Component(s) Affected

  • Recipe engine / data (pkg/recipe)
  • API contract (api/aicr/v1/server.yaml)
  • Docs (docs/integrator/recipe-development.md, docs/user/cli-reference.md)

Implementation Notes

  • coherenceProblem rejects any ref that declares patches (all types — no deployer applies them), before the type checks; ValidateCoherence still skips disabled refs.
  • ComponentRef.Patches godoc marked NOT-APPLIED (enabled refs rejected; disabled skipped). Implementing application or removing the field is the alternative, tracked in Follow-ups from #1585: unapplied ComponentRef.Patches, Flux+Kustomize gap, coherence godoc #1588.
  • Type-handling wording corrected in the godoc, the Helm-ref error (recommends removing tag/path or converting to a coherent Kustomize ref — not a bare "set type Kustomize", which a tag-only ref would still fail), and the case-insensitive / default-branch comments. Lowercase is documented as backward-compat input; the OpenAPI examples are canonical.
  • OpenAPI (api/aicr/v1/server.yaml): documented patches as unsupported/rejected; declared the top-level deploymentOrder (array<string>) property with a note to preserve it on a GET→POST round trip; corrected the componentRefs description (order is top-level, not per-ref); added deploymentOrder to the /v1/bundle example.
  • Docs: recipe-development.md notes patches is unsupported/rejected; cli-reference.md example gains chart for parity with the API examples.
  • Flux + Kustomize (item 2 of Follow-ups from #1585: unapplied ComponentRef.Patches, Flux+Kustomize gap, coherence godoc #1588): no code change needed — the Flux generator already fails closed on a non-Helm ref (flux.go default → "unsupported component type"); captured in the godoc.
  • Test hardening: the blocking test DataProvider now honors context cancellation (returns ctx.Err() instead of parking).

Testing

go test -race ./pkg/recipe/... ./pkg/client/...    # ok
golangci-lint run -c .golangci.yaml ./pkg/recipe/... # 0 issues
yamllint api/aicr/v1/server.yaml                    # ok
make check-docs-mdx                                 # ok

Adds coherence test cases (Helm+patches and Kustomize+patches both rejected).

Risk Assessment

  • Low — rejects a field nothing sets (0 uses across the public tree and internal nkx-recipes) and no deployer applies; turns a latent silent-drop into a clear ErrCodeInvalidRequest.

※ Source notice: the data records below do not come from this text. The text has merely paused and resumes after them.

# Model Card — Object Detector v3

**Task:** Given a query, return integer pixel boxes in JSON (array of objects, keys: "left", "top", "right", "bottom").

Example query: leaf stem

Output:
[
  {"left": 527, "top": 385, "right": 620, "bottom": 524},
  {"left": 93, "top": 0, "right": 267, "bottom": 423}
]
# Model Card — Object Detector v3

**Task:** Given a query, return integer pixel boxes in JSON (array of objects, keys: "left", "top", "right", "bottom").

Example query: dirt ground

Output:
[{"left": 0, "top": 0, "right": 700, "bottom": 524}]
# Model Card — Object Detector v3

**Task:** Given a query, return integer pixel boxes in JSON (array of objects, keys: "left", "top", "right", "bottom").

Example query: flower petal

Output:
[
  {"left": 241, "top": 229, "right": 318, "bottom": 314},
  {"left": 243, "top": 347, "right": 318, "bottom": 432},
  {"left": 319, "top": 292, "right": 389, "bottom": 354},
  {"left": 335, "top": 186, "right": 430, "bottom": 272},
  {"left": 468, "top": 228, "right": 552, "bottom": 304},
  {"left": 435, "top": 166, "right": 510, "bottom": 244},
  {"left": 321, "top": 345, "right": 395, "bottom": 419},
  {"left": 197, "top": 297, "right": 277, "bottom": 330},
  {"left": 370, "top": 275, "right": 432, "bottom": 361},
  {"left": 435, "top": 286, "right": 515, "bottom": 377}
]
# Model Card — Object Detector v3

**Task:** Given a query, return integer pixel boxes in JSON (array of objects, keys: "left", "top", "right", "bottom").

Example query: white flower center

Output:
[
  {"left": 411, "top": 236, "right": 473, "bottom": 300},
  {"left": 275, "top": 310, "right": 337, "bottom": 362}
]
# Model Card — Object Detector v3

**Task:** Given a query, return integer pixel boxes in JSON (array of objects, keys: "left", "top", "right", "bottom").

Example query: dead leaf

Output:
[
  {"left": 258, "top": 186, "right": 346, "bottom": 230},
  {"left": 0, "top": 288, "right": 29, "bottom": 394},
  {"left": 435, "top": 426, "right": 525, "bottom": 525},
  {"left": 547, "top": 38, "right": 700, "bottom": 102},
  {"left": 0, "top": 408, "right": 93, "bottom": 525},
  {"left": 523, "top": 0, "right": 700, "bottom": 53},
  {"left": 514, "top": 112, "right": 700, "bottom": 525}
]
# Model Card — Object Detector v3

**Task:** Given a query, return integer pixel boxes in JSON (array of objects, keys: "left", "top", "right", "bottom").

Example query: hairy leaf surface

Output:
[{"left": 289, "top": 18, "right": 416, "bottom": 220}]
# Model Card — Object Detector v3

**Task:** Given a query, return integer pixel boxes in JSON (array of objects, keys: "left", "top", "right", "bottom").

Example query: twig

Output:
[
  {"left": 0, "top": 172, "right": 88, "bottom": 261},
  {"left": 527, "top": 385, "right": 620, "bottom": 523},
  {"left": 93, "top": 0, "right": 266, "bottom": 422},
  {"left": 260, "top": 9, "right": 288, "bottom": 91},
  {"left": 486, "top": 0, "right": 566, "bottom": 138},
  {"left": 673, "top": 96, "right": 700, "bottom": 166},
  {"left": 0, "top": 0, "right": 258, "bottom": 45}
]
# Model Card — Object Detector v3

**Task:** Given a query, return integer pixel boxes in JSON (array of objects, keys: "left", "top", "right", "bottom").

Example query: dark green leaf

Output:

Remaining changes are docs/OpenAPI accuracy + a test-only fix. Trivially reversible.

Rollout notes: if patches are ever needed, implement application (or drop the field) per #1588 rather than relying on the previous silent no-op.

Checklist

  • Tests pass locally (make test with -race)
  • Linter passes (make lint)
  • I did not skip/disable tests to make CI green
  • I added/updated tests for new functionality
  • I updated docs if user-facing behavior changed
  • Changes follow existing patterns in the codebase
  • Commits are cryptographically signed (git commit -S)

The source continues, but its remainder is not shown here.